1. It makes for a miserable workplace when everyone is bringing the negative to work each and everyday. I don't know about you but I have worked with nurses in hospitals and home care whose entire life is open book and they bring each and everything detail to work with them. TMI and start keeping somethings to yourself. Everyone is dealing with issues and its okay to seek support from co-workers and colleagues but don't take it to the extreme. No one wants to work in a toxic workplace as nurse. Why do you want your co-workers to know all your "business" anyway? Are you working and practicing at the nursing equivalent of Chernobyl? http://en.wikipedia.org/wiki/Chernobyl_disaster
2. Criminal crap that happens in your personal life like a DV, theft, assault, disorderly conduct, telephone harassment, stalking, menancing, public intoxication, DUI/OVI/DWI, possession of drugs, and other charges and convictions may impact your nursing career, current and future employment, and your license. If you are a hot head and you tend to explode on others, what can you do differently to keep yourself safe and stay out of trouble? If you party, club it, or you "go hard" with the alcohol, try to anticipate what you will need to do to keep yourself safe and stay out of trouble. Who wants to get arrested? I don't because I have too many licenses to worry about what will happen if .... Its not worth it.
I will say it again (because I am repeating it to myself this holiday season), keep your hands to yourself. Remove yourself from the situation. Calm down, think of your kids, yourself, and whatever else is important to you and the reason why you went to nursing school and count to 50 slowly. Counting to 10 isn't long enough.
3. Some of us are taking a boat load of medications to function. No it doesn't make it okay that you have a cocktail of meds that you are taking morning, noon, and night just because you have scripts and the meds are "legally" prescribed. Some of us are having suicidal ideations and trying to commit suicide. We then go to work and tell everyone how many benzos, narcs, and other meds we take and how out of control our life has become and then we question or become irrate when an employer suggests EAP, a psych eval, and gets the State Nursing Board involved. The bottomline is patient safety. Honestly, are you safe to practice nursing? Are you practicing impaired? You can be practicing impaired from prescription meds. Let me say this again. Its not just about diverting and illegal drugs; you can be practicing impaired as a nurse with prescription medications. Impairment can be physical, mental, or chemical.
You don't work as a greeter at Walmart (if you do, can I use your discount?) as a nurse. You are making critical decisions and assessments throughout your shift, documenting the care provided, and communicating with others on the healthcare team. Alot is riding on you because you are on the front lines of the battlefield baby. As nurse and you need a clear and focused mind and body to work as a nurse in today's healthcare environments. No "ifs", no "ands" and damn it no "buts."
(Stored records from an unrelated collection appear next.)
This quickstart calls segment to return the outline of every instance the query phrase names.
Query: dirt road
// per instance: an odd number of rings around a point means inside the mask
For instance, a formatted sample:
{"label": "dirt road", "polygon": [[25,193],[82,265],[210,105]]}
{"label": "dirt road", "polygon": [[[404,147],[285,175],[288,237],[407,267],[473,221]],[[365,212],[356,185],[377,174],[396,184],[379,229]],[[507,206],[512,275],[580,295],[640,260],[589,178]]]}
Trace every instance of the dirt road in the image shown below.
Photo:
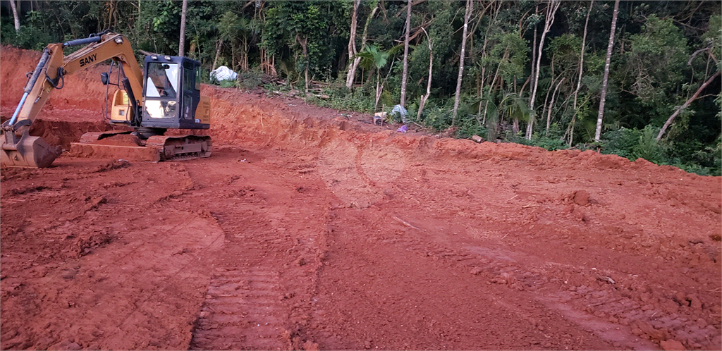
{"label": "dirt road", "polygon": [[[104,128],[105,69],[33,133]],[[203,90],[209,158],[1,170],[3,350],[722,347],[719,177]]]}

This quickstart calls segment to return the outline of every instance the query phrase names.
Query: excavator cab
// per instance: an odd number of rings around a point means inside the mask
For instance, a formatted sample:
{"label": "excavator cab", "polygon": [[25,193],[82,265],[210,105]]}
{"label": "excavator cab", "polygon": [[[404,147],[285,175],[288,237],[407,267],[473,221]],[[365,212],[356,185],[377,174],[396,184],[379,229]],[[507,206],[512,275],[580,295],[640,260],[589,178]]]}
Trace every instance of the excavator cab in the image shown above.
{"label": "excavator cab", "polygon": [[144,61],[142,126],[183,129],[210,127],[209,104],[201,99],[201,63],[150,55]]}
{"label": "excavator cab", "polygon": [[[64,48],[81,45],[85,46],[64,54]],[[31,136],[32,121],[50,93],[65,86],[65,76],[110,59],[120,67],[116,84],[110,82],[110,72],[101,74],[103,84],[118,87],[109,104],[110,122],[134,131],[85,133],[79,142],[71,143],[71,155],[115,157],[115,152],[120,152],[123,157],[131,158],[129,150],[133,150],[137,152],[134,160],[147,161],[210,156],[210,136],[165,135],[168,129],[210,128],[210,98],[201,96],[200,91],[201,64],[184,57],[152,54],[145,58],[142,68],[128,39],[106,30],[86,38],[51,43],[43,50],[14,113],[0,126],[0,164],[50,166],[63,150],[40,136]],[[133,135],[126,135],[129,134]],[[118,144],[121,141],[132,144]]]}
{"label": "excavator cab", "polygon": [[[201,63],[185,57],[149,55],[144,62],[142,118],[136,126],[151,129],[207,129],[210,100],[201,96]],[[126,90],[113,97],[110,121],[131,123]]]}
4. There has to be a balance. You are professionally what you are personally. You can't be a liar and thief in your personal life and away from the bedside and still be an excellent nurse professionally because at some what you do personally will like water, start to flow or trickle into your nursing practice and career. No one is perfect and this will be a work in progress. But you can't have chaos and TV-like drama in your personal life and then be surprised when your work performance slips and incidents start to happen at work.
Are you personally what you are professionally? Are you professionally what you are personally? Does your personal life mirror your nursing career and practice? Does your nursing practice and career mirror your personal life? 2010 is coming (I say 2012 this weekend and it was excellent!) and you can start with a clean slate of goals for how you want to improve your personally and professionally.